Personal information
- Date of birth: 7 February 1998 (age 28)
- Place of birth: Amsterdam, Netherlands
- Height: 1.79 m (5 ft 10 in)
- Position: Midfielder

Youth career
- 0000–2006: AFC
- 2006–2010: Ajax
- 2010–2011: AFC
- 2011–2017: Almere City

Senior career*
- Years: Team / Apps / (Gls)
- 2017–2022: Jong Almere City / 17 / (1)
- 2017–2022: Almere City / 86 / (8)
- 2022–2024: Den Bosch / 24 / (6)
- 2025–2026: Muangthong United / 25 / (2)

International career
- 2018: Morocco U23 / 1 / (0)

= Anass Ahannach =

Moroccan footballer (born 1998)

Anass Ahannach (أنس أحناش; born 7 February 1998) is a professional footballer who plays as a midfielder. Born in the Netherlands, he represents Morocco internationally.

==Club career==
Ahannach made his Eerste Divisie debut for Almere City FC on 15 September 2017 in a game against FC Dordrecht.

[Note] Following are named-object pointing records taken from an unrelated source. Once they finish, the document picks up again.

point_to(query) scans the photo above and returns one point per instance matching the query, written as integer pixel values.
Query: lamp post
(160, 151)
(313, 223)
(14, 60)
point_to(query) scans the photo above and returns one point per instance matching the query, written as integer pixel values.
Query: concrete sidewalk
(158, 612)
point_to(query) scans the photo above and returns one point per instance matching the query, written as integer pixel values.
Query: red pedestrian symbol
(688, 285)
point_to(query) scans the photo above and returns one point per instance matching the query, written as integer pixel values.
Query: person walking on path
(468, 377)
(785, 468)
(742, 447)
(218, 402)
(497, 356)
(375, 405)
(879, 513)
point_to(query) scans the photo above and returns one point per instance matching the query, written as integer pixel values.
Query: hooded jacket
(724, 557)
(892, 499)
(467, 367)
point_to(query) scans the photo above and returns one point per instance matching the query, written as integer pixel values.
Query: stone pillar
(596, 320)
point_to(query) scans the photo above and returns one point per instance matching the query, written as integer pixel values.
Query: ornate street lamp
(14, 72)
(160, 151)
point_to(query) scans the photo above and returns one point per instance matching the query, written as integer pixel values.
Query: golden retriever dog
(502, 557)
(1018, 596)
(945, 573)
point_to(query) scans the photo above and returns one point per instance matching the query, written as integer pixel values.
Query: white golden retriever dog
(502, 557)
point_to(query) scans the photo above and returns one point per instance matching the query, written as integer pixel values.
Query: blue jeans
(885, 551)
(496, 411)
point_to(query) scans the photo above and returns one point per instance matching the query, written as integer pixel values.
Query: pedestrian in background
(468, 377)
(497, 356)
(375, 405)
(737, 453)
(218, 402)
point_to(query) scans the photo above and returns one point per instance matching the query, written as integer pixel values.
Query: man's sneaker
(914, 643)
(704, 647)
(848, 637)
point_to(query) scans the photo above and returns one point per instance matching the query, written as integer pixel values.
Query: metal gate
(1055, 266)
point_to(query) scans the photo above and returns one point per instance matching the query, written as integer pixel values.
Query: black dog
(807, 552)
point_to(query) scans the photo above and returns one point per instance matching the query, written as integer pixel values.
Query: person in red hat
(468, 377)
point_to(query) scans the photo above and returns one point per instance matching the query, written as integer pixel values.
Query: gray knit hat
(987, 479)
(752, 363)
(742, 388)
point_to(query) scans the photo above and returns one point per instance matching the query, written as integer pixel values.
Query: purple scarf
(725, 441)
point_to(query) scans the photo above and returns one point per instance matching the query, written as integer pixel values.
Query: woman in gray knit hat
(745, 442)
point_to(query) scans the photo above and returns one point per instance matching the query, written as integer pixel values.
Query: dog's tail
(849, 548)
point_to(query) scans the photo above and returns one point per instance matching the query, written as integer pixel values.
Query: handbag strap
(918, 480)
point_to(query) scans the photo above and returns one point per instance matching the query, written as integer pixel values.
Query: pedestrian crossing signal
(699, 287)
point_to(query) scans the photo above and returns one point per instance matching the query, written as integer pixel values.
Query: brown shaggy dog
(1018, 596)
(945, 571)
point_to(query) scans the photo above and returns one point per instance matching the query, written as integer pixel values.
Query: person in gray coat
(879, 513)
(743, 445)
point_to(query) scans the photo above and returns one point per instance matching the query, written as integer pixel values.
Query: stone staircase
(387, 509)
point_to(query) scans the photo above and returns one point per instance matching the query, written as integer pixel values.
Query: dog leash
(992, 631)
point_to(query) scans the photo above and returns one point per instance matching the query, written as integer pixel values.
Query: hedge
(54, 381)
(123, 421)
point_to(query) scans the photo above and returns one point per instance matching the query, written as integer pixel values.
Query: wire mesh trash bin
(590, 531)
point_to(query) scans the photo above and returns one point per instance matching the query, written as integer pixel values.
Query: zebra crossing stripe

On 13 June 2022, Ahannach signed a two-year contract with Den Bosch.

==International career==
Ahannach was born in the Netherlands and is of Moroccan descent. He debuted for the Morocco national under-23 football team in a 1–1 friendly tie with the Tunisia U23s on 9 September 2018.

==Personal life==
His cousin Soufyan Ahannach is also a footballer. Soufyan's brother (and Anass's cousin) Alami Ahannach is a football coach and a former Moroccan international footballer.